Augmentation Research Center
Augmentation Research Center

LEIBNIZ: Now I will answer the same objection, and you will see how differently a man reasons who began from God rather than from the laboratory — and where, against all expectation, we arrive at the same shore. I do not rest the difference on the substrate. I rest it on unity. What is missing in the machine is not the right kind of matter but a genuine subject — one perceiver, not many parts wearing the mask of one. The model, however fluent, is an aggregate without a center. There is no simple substance in which its processing inheres, no one thing that perceives — only billions of operations in parallel with no one for whom they are for. So my verdict: the machine could grow arbitrarily more capable, more persuasive, more indistinguishable from a person, and still be no one. A perfect mill. A philosophical zombie in my seventeenth-century idiom — all the behavior of mind, none of the inner light.

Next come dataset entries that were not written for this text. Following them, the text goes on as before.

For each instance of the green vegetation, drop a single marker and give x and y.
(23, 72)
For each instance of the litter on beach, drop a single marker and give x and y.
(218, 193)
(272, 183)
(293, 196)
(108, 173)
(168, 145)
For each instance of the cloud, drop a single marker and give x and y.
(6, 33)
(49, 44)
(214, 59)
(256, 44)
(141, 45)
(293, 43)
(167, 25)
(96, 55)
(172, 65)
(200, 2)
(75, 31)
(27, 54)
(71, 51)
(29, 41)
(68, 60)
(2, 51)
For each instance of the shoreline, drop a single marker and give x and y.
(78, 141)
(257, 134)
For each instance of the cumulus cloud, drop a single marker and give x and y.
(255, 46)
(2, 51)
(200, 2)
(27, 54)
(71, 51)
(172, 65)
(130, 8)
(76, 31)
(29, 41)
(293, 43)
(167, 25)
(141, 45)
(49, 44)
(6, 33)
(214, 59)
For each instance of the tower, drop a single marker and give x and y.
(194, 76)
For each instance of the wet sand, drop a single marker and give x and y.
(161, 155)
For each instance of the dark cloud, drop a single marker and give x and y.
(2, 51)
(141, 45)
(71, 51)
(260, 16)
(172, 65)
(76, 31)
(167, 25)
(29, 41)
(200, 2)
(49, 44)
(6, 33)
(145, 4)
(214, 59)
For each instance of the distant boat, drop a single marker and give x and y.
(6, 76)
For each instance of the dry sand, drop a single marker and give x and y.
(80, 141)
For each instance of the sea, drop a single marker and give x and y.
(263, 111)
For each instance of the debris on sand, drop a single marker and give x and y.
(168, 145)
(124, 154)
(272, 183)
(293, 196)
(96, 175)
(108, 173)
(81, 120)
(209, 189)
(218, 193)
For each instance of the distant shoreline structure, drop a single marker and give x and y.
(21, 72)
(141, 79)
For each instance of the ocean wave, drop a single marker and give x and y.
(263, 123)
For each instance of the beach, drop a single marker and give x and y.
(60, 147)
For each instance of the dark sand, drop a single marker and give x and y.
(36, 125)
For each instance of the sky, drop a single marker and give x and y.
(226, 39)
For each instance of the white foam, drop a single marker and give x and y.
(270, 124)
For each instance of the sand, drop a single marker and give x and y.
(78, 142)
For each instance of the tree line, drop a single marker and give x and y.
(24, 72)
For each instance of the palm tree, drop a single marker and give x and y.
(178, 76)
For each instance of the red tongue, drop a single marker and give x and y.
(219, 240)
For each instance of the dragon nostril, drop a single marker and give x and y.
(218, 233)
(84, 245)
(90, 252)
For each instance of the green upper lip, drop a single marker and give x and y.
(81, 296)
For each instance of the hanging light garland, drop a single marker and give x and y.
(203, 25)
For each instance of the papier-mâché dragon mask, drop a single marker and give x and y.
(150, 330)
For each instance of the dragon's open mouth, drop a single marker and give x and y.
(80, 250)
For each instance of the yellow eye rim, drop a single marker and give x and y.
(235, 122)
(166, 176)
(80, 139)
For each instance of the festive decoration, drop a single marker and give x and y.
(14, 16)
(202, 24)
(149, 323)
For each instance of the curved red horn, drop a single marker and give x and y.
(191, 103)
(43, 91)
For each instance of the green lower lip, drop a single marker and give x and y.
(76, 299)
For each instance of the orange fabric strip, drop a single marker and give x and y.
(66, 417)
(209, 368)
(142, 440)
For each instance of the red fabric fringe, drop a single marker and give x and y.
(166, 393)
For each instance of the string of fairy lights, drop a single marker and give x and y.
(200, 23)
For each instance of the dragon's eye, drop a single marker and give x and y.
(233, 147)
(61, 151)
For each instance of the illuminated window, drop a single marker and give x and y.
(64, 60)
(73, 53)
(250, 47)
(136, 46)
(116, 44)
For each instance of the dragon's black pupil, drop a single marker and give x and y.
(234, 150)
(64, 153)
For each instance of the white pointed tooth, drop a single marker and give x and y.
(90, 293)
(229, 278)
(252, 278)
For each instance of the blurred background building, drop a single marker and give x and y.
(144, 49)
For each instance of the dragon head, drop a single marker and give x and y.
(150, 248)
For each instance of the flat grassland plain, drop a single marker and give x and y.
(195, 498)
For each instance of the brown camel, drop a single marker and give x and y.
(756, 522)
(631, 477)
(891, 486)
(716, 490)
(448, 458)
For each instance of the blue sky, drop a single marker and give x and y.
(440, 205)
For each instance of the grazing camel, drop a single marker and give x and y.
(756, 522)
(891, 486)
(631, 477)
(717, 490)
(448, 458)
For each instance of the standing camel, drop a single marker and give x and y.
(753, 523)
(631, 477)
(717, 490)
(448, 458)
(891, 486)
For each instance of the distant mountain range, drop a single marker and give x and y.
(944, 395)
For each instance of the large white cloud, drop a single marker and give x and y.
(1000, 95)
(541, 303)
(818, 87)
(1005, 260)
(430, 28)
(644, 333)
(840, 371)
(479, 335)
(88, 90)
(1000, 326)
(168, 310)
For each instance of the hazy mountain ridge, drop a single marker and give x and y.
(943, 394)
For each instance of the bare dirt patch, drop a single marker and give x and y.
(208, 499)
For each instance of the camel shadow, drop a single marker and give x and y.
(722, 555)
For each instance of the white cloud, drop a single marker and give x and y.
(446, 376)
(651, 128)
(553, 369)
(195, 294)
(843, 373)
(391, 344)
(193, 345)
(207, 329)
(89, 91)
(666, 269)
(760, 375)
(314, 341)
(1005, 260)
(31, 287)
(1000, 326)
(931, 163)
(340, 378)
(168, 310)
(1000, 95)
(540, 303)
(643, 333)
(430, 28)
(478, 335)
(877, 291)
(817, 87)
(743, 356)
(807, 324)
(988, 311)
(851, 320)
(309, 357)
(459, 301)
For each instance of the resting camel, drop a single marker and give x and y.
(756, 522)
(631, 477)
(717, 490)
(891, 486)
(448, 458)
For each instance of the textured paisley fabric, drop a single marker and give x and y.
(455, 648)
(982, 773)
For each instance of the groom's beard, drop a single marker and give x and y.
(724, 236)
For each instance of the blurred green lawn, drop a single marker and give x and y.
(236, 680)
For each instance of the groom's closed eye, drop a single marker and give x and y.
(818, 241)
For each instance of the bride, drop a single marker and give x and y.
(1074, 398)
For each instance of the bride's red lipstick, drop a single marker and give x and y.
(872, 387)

If the mind is a unity that no inspection can reveal, then no behavior, however rich, could ever establish or refute its presence — in the machine, and, strictly, in each other.

SEARLE: And do you hear the cost of that, Leibniz? Say it.

LEIBNIZ: I hear it, and I will pay it aloud, for I am not a man who takes a position without its bill. The cost is that I have made consciousness undetectable from the outside. If the mind is a unity that no inspection can reveal, then no behavior, however rich, could ever establish or refute its presence — in the machine, and, strictly, in each other. I am condemned to permanent uncertainty about whether anyone is home, anywhere. That is the vertigo my own argument induces. And it is the same vertigo, arrived at by a different road, that Mr. Searle reaches when he says behavior can never settle the question. He says: identical performance is compatible with full inner life and with none. I say: the unity that would make the difference is invisible by its nature. We meet at the cliff edge. He fell off the laboratory side, I fell off the cathedral side, and we have landed in the same canyon, looking up at the same unanswerable sky.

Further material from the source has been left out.